Leading government officials in Peking have resolved to attack what a recent New China News Agency report called "new conditions and new problems under the new situation."
Under Deng Xiaoping's policies, endorsed by the party last October, rural and economic reforms involving private enterprise, material incentives and profit-and-loss accounting are meant to spur modernization and enrich China's peasants and factory workers. The success of these changes so far, particularly in the countryside, where families may now earn as much as $3,571 a year, is causing envy among once-powerful party officials on fixed state salaries, according to offical newspaper reports.
Peking officials in charge of Communist Party discipline held a meeting recently, according to the official Chinese news agency, where they decided to "curb the three worst evil practices of party cadres leaders -- doing business and running enterprises by taking advantage of their position and power, recklessly raising commodity prices, and handing out cash and goods indiscriminately."

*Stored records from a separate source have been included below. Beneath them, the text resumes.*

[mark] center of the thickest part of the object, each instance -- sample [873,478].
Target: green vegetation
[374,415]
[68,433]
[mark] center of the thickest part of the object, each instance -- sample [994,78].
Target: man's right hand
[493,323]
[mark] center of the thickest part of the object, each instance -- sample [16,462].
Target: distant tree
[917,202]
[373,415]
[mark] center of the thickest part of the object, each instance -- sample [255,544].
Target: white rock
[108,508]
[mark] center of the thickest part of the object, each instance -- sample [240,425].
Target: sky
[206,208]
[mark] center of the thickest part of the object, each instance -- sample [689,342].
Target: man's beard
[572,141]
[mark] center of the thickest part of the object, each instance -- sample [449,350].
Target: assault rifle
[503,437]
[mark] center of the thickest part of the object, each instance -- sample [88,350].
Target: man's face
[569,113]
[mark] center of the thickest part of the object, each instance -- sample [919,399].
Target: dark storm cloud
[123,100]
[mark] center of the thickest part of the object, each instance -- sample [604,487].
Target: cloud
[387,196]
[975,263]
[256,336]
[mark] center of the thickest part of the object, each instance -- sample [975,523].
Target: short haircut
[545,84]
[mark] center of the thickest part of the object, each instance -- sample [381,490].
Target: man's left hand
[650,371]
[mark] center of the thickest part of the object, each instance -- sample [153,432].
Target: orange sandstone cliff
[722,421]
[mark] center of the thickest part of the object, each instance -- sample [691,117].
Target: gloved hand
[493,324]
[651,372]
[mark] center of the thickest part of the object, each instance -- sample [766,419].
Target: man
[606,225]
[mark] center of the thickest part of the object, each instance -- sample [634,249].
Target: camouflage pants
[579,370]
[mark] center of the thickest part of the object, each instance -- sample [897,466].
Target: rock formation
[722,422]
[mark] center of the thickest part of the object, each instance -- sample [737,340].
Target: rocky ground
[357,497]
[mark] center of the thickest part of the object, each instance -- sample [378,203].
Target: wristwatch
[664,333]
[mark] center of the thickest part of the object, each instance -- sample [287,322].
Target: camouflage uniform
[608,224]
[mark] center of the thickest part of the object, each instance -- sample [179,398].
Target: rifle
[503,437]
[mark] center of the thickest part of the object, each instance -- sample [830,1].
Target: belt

Cadres are also fraudulently purchasing state materials in short supply and speculating for profit on the increasingly competitive markets opening up under the decentralization policies, the news agency reported.
Peking issued a circular on Jan. 23 aimed at party and government officials in Liaoning Province who were setting up private businesses for personal profit. Local Liaoning cadres reportedly have stalled on direct orders from the Chinese capital to close down these companies, or chose to ignore the orders.
There are also problems involving party and state officials withholding the national government's share of provincial profits. An editorial in the New China News Agency recently noted "a conspicuous contradiction" in cadres' behavior when it came time to divide an enterprise's profits between local officials and higher authorities.
"They keep demanding financial and material support from the state, instead of tapping their potential or seeing what else they can do to surmount their difficulties, but they are reluctant to turn in their profits or pay their taxes according to regulations," said the editorial. Under the new policies, factories and other state-owned enterprises now must compete against each other as well as with the mushrooming number of private companies. They must also keep track of their own earnings, rather than rely on central planners in Peking to balance their earnings and absorb any losses.
The first phase of China's party rectification campaign, launched by Deng in October 1983, is coming to its conclusion next month. Included in the first phase were leading party organs in Peking, the Army leadership, and the top levels of the party in China's provinces and municipal governments.
The Communist Chinese publication "Outlook" warned last month that the second phase, which is to extend to about 15 million party members, "may be more complicated." The government's master plan gives each unit of the party about six months to complete its review of members, ending with a reregistration of acceptable cadres.
Estimates of how many party cadres may be expelled have ranged from half a million to as many as 3 million.